Selfless, epitomising a humble dedicated volunteer serving at various times as an administrator, coach and referee in three sports he built up over a span of five decades since 1966; bodybuilding, powerlifting and weightlifting.
He was instrumental in establishing the National Federations of these three sports.
He was Honorary Life Member with the Papua New Guinea Weightlifting Federation; received three SP Sport Awards for Distinguished Services to Sport in 1992; Coach of the Year in 1993 and Technical Official of the year in 1997; awarded the Logohu Medal and the International Weightlifting Federation’s Distinguished Service Award of Merit Gold Star and National Honour Award Gold Medal.
Iwila competed as an athlete as part of Team PNG in the 1979 Suva South Pacific Games, the 1982 Commonwealth Games and the 1983 Apia South Pacific Games.
He also competed in numerous Masters powerlifting events where he reigned as champion in the Australian National & Pacific Challenge 60kg Masters Category for 14 years until his retirement in 1999.
He was proactive in all facets of powerlifting and weightlifting and his career is splashed with his role as an athlete, coach, referee and judge, trainer, tournament director, team manager and administrator.
He coached weightlifting and powerlifting teams to Oceania and Commonwealth Championships, Pacific Games and to the 2002 Commonwealth Games in Manchester, United Kingdom.
He was also an accomplished referee for powerlifting and weightlifting at the Pacific Games, Oceania and Commonwealth Championships.
“He went beyond our shores, helping establish the Oceania Powerlifting Federation and a founding member of the Oceania Weightlifting Federation,” said the PNGOC.
“With the sport of bodybuilding, Iwila started out as an athlete and went onto achieving accreditation as one of PNG’s first bodybuilding judge, officiating at various regional events, including the national championships and PNG Games.
“While a Grade 4 child student, Iwila was physically and brutally attacked, resulting in him losing his hearing which in a turn of good fortune, allowed him to get treatment in Australia, where he also attended Arthur Phillip High School in Parramatta, Australia.
“Most remember that he could only whisper when chatting. If he couldn’t say what he wanted to, he simply wrote it down.
“In hindsight, his life is testimony to the nation, to everyone, that he was, never was, despaired nor impeded by his hearing and speech challenges, but rather, one who rose above those and went on to lead a worthy life which we all celebrate now.
“Iwila was an employee of High Performance Sport PNG and Technical Adviser on the PNG Weightlifting Federation Executive at the time of his passing.
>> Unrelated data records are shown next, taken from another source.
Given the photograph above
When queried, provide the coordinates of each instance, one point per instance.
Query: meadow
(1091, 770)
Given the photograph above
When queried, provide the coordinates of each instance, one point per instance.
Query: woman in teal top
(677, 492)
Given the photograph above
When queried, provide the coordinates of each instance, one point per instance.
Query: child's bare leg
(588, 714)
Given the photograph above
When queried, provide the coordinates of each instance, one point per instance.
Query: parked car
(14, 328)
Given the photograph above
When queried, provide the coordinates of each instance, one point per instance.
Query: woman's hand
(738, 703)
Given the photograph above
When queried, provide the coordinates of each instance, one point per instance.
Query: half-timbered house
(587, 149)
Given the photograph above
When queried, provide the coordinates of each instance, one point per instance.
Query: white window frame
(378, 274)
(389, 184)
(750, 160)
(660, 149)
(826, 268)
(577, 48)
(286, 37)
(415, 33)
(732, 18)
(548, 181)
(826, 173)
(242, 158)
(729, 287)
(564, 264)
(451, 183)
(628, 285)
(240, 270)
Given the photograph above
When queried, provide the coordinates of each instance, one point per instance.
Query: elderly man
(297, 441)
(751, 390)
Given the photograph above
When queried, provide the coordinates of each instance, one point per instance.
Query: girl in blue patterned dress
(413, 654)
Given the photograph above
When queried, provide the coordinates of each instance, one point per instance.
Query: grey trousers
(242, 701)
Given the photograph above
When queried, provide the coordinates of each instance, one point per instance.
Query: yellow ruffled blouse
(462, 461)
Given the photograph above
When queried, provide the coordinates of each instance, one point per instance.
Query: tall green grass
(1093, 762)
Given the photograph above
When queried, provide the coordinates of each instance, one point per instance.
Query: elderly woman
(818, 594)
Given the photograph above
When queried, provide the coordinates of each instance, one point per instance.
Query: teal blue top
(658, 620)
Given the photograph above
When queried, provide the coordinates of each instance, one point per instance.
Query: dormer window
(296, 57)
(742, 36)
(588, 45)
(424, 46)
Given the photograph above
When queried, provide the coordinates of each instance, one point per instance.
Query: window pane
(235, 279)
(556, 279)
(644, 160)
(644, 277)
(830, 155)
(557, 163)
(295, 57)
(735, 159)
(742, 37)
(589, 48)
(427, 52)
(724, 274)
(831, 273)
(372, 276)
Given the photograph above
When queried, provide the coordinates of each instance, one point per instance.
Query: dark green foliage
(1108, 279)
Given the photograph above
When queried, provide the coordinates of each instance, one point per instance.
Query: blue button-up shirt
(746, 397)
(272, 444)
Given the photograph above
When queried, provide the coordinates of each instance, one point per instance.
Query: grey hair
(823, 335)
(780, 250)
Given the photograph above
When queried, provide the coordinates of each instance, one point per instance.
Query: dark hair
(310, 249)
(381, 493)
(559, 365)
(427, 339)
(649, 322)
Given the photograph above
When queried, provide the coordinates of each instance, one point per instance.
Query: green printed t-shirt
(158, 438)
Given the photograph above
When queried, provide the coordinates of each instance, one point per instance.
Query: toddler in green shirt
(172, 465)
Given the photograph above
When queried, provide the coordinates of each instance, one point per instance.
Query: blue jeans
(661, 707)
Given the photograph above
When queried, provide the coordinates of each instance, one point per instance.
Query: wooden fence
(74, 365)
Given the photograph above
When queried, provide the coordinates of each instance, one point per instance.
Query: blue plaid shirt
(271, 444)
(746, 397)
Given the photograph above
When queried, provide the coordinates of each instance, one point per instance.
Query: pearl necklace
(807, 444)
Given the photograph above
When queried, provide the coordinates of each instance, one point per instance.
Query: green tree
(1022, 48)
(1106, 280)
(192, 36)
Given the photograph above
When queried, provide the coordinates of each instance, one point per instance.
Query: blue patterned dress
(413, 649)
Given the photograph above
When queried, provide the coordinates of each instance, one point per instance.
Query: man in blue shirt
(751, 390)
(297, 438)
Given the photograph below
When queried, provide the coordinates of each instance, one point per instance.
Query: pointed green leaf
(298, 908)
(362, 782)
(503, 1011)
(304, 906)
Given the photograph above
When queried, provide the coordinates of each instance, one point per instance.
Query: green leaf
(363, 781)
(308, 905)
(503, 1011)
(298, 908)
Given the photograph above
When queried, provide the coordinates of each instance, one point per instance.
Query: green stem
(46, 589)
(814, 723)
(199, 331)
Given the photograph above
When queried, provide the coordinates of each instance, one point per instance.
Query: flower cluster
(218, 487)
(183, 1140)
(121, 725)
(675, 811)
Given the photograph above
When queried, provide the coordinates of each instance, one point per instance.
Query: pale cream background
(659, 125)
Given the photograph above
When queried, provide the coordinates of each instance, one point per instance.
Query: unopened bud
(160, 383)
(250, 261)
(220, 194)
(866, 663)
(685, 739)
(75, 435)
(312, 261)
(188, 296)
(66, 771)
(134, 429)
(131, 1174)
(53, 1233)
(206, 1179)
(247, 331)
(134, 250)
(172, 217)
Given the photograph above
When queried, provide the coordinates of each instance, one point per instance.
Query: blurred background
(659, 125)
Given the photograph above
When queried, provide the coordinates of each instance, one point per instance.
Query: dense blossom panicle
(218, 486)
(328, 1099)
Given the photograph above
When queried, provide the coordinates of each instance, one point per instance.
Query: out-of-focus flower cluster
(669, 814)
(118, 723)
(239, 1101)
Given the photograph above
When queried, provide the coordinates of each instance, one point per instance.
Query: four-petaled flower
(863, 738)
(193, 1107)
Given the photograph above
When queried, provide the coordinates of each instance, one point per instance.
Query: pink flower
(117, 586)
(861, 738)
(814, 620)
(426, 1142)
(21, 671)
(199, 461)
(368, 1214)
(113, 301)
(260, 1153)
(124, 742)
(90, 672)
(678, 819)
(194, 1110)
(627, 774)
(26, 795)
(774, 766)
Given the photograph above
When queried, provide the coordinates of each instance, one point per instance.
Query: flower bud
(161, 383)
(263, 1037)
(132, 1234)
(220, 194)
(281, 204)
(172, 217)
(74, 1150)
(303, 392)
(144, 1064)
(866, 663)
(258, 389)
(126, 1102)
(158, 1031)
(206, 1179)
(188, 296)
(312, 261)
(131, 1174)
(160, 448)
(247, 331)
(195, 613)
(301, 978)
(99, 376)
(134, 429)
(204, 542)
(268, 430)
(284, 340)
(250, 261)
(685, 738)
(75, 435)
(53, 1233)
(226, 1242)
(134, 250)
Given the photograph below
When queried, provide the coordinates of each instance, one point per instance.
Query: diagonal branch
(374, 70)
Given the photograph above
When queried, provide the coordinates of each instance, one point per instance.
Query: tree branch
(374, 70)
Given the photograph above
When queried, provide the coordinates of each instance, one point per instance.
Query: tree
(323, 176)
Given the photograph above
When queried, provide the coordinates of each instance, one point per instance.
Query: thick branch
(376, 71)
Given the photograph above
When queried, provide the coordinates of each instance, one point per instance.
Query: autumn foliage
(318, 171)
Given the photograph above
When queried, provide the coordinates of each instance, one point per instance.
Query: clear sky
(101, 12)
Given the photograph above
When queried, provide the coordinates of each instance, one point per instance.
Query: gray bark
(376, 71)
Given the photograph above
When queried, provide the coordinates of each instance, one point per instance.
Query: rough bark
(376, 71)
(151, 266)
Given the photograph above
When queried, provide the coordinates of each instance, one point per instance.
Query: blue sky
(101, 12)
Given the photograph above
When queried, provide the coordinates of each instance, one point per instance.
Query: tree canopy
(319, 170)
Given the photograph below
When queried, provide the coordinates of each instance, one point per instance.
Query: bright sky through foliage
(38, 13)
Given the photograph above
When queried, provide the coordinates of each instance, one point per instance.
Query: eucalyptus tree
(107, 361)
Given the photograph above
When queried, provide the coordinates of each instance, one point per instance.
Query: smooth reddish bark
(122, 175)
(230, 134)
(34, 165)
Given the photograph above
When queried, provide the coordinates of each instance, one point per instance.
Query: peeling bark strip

“PNG Olympic Committee describes Iwila’s passing as a tremendous loss to PNG sport and the nation. He was a great ambassador for Papua New Guinea. His pioneering and spirit of excellence advanced PNG’s success in the three sports he served.
“His accomplishments are a testament to the enduring passion, commitment and determination to excel and achieve as an athlete and official. His path blazed a trail for all those who wanted to push their limits and excel, inspiring champions and generations to come.
“The PNG Olympic Committee board, staff and national federations convey our heartfelt condolences to his family, the PNG Weightlifting and Powerlifting Federations; and High Performance Sport PNG. Godspeed Iwila Jacobs.”